Run Code from a Notebook

You can choose to run all code developed in a notebook at once, or one cell at a time.

Keyboard shortcuts for running code in a notebook are:
  • MacOS: Cmd + Return
  • Windows: Ctrl + Enter

You can run code in a single cell by clicking theNotebook play button Play button, or run the whole notebook by clicking Run all.

  1. On the Home page, click Workspace.
  2. Navigate to your notebook.
  3. Click Run all.
  4. Check the status of your notebook job run by clicking Workflow then Job Runs.

Run Code from Another Notebook

You can use %run magic command in a notebook to include code from another notebook.

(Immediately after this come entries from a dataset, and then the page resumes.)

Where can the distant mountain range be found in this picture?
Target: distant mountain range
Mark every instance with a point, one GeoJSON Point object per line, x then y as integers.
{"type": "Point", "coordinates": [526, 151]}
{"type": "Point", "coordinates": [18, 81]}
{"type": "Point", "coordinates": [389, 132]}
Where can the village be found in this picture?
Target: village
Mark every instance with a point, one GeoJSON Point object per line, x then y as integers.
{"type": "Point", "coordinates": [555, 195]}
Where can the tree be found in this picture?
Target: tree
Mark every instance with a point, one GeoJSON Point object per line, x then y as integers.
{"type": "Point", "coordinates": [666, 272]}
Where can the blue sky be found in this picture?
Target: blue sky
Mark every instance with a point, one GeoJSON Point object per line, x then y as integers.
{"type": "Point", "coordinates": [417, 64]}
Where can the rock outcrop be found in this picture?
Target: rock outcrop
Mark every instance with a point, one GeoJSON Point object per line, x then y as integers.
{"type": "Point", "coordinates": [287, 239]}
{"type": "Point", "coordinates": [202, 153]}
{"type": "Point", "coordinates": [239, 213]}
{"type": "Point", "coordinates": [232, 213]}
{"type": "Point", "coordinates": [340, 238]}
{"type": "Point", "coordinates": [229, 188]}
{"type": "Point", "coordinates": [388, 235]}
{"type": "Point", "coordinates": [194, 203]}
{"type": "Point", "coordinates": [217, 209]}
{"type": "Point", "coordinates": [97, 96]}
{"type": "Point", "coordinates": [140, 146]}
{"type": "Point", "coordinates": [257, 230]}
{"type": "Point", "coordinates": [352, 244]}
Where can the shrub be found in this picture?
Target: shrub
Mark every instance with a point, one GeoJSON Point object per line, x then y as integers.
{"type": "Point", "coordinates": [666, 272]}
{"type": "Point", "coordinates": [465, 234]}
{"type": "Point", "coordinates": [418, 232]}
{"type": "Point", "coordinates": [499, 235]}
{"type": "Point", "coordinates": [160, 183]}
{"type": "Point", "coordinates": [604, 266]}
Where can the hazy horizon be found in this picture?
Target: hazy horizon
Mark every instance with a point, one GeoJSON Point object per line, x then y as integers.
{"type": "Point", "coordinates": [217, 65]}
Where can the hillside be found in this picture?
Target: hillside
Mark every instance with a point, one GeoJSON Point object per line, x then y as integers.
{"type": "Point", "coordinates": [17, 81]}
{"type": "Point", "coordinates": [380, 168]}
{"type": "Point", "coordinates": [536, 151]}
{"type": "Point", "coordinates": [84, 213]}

In the following example, you bring in code from a notebook named called-notebook.ipynb, to a notebook caller-notebook.ipynb.
  1. Install the nbconvert Python library.
  2. Use the %run command in a cell, as in the following example:
    %run /Workspace/folder1/called-notebook.ipynb

After following these steps, the notebook named called-notebook.ipynb is immediately run using your user principal (i.e. caller-notebook.ipynb) and using the attached cluster of caller-notebook.ipynb. All the functions and variables defined in called-notebook.ipynb immediately become available in the notebook named caller-notebook.ipynb.

Create a Manual Run Job from a Notebook

You can create an unscheduled job that you can run manually from code you've developed in your notebook.

  1. On the Home page, click Workspace.
  2. Navigate to your notebook.
  3. Click Actions, then click Schedule.
  4. Provide a name and description for the job.
  5. Click Browse and select the location to store your job. Click Select.
  6. Select a compute cluster from the Cluster dropdown.
  7. For Schedule, select Manual Run.
  8. Click Create.

Create a Scheduled Job Run from a Notebook

You can create a scheduled job that runs automatically from code you've developed in your notebook.

  1. On the Home page, click Workspace.
  2. Navigate to your notebook.
  3. Click Actions, then click Schedule.
  4. Provide a name and description for the job.
  5. Click Browse and select the location to store your job. Click Select.
  6. Select a compute cluster from the Cluster dropdown.
  7. For Schedule, select Schedule.
  8. Select a Schedule Status.
    • Select Active if you want the schedule to be enabled immediately.
    • Select Paused if you want to manually enable the scheduled run at a later time.
  9. Provide a time zone for the schedule to be based on.
  10. Select the Schedule Type.
    • For Calendar, you must specify the frequency and which hours or days the schedule will repeat on.
    • For Cron Expression, you must provide the schedule in the form of a cron expression.
  11. Check the listed run time at the bottom to confirm your schedule is correct. Click Create.